Recently, Mabwell (688062.SH) published the preclinical research results of its self-developed antibody targeting integrin αvβ8 in the Journal of Experimental & Clinical Cancer Research (CAS District 1, IF: 11.4), explaining the mechanism systematically. This is the first time for a Chinese company to report the research results of integrin-αvβ8-targeting antibody.

Human solid tumors generally present one of three distinct immunological phenotypes: immune-inflamed, immune-excluded, or immune-desert. Immune-inflamed tumors tend to respond well to checkpoint inhibitors, such as PD-1 inhibitors. Conversely, TGF-β is linked to a lack of response in the immune-excluded tumor phenotype. Tumors exhibiting high expression of TGFβ signaling gene signatures often show lower expression of immune markers and are correlated with poor outcomes across various cancer types. Studies have reported that TGF-β signaling may counteract anti-tumor immunity by restricting the movement of T-cells in the TME. Efforts to target the TGF-β pathway have been ongoing for years but have been hampered by systemic toxicity and limited efficacy due to the pleiotropic and highly context-dependent functions of TGF-β. Strategies that restrict TGF-β inhibition to specific biological contexts, particularly within the suppressive TME, could offer improved safety and therapeutic advantages over broad TGF-β inhibition

This study employed single-cell RNA sequencing (scRNA-seq) to analyze various human tumor types, revealing that the integrin αvβ8 is significantly expressed in both tumor cells and tumor-infiltrating macrophages, underscoring its potential as a therapeutic target. Leveraging this discovery, Mabwell has successfully developed 130H2, a specific blocking antibody against αvβ8. Cryo-electron microscopy structural analysis confirmed that 130H2 specifically binds to the β8 subunit without interacting with the αv subunit. Further investigations demonstrated that 130H2 effectively inhibits TGF-β release, exhibits potent anti-tumor activity across various tumor models, and significantly increases the infiltration of immune cells, including CD8+ T cells, CD4+ T cells, dendritic cells, and NK cells, into the tumor microenvironment. Mechanistic studies revealed that 130H2 promotes the polarization of monocytes toward a more pro-inflammatory M1 macrophage phenotype, thereby activating the tumor immune microenvironment.
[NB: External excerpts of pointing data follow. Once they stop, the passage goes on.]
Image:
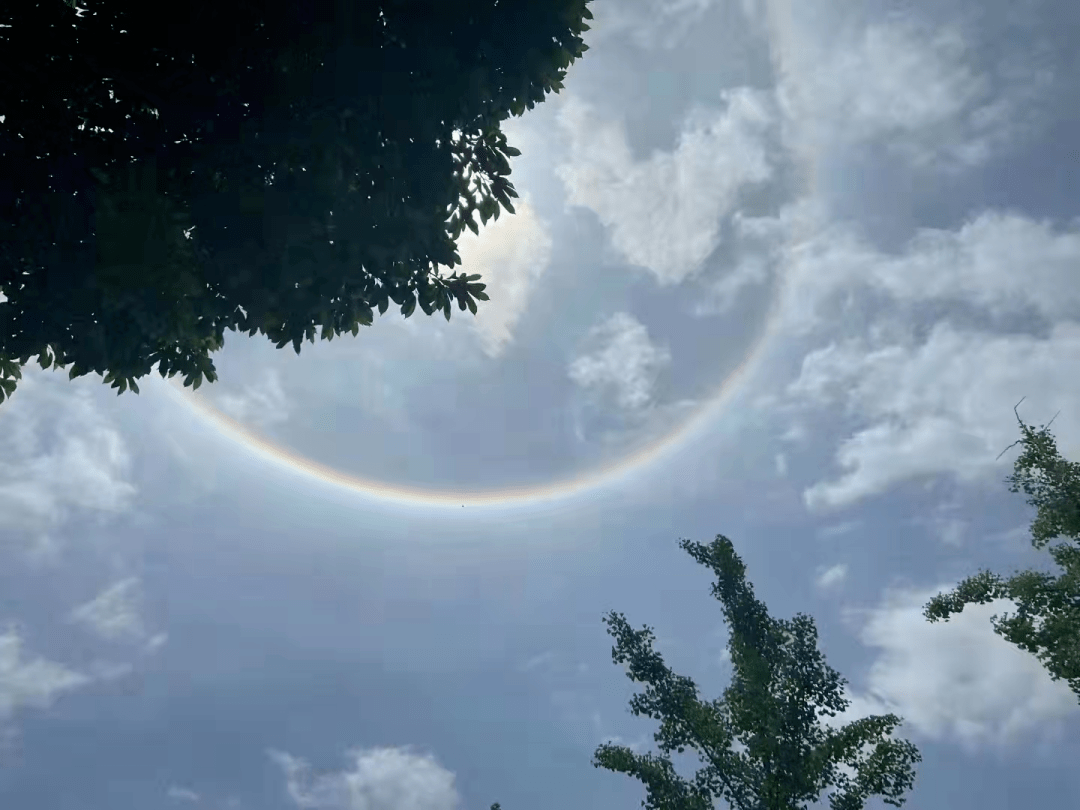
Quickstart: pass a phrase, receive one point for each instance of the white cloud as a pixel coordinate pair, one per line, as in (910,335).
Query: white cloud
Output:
(510,254)
(113,615)
(380,779)
(838,529)
(940,407)
(652,24)
(832,577)
(823,264)
(664,213)
(956,680)
(32,683)
(183,794)
(781,461)
(899,81)
(260,405)
(57,455)
(626,364)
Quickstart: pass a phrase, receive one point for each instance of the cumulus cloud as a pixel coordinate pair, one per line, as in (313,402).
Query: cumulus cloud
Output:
(664,213)
(912,85)
(511,255)
(940,406)
(930,397)
(378,779)
(955,680)
(31,682)
(183,794)
(625,365)
(58,455)
(831,578)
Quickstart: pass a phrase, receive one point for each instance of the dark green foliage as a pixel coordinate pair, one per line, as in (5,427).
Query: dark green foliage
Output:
(781,685)
(272,167)
(1047,622)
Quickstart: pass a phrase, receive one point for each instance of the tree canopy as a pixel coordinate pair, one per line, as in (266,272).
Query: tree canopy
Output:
(781,685)
(270,167)
(1047,622)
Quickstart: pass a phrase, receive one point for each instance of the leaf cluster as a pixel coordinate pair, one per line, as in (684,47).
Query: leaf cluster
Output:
(1047,622)
(283,169)
(780,688)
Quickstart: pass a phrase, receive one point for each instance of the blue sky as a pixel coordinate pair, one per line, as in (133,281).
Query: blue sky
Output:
(779,271)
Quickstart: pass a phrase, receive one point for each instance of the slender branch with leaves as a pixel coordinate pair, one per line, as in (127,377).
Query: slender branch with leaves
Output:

Notably, the study revealed that monotherapy with PD-1 antibodies had no effect on immune-excluded tumors. However, when combined with the αvβ8 antibody, there was a significant tumor inhibition effect. Concurrent inhibition of the TGF-β signaling pathway and the PD-1/PD-L1 axis effectively reverses the immunosuppressive tumor microenvironment and markedly enhances the therapeutic response of immune-excluded tumors to PD-1 inhibitors. These findings suggest that a combination strategy employing αvβ8 antibodies and PD-1 antibodies holds promise for significantly improving the clinical response rates to PD-1 inhibitors, thereby offering a novel direction for cancer immunotherapy research.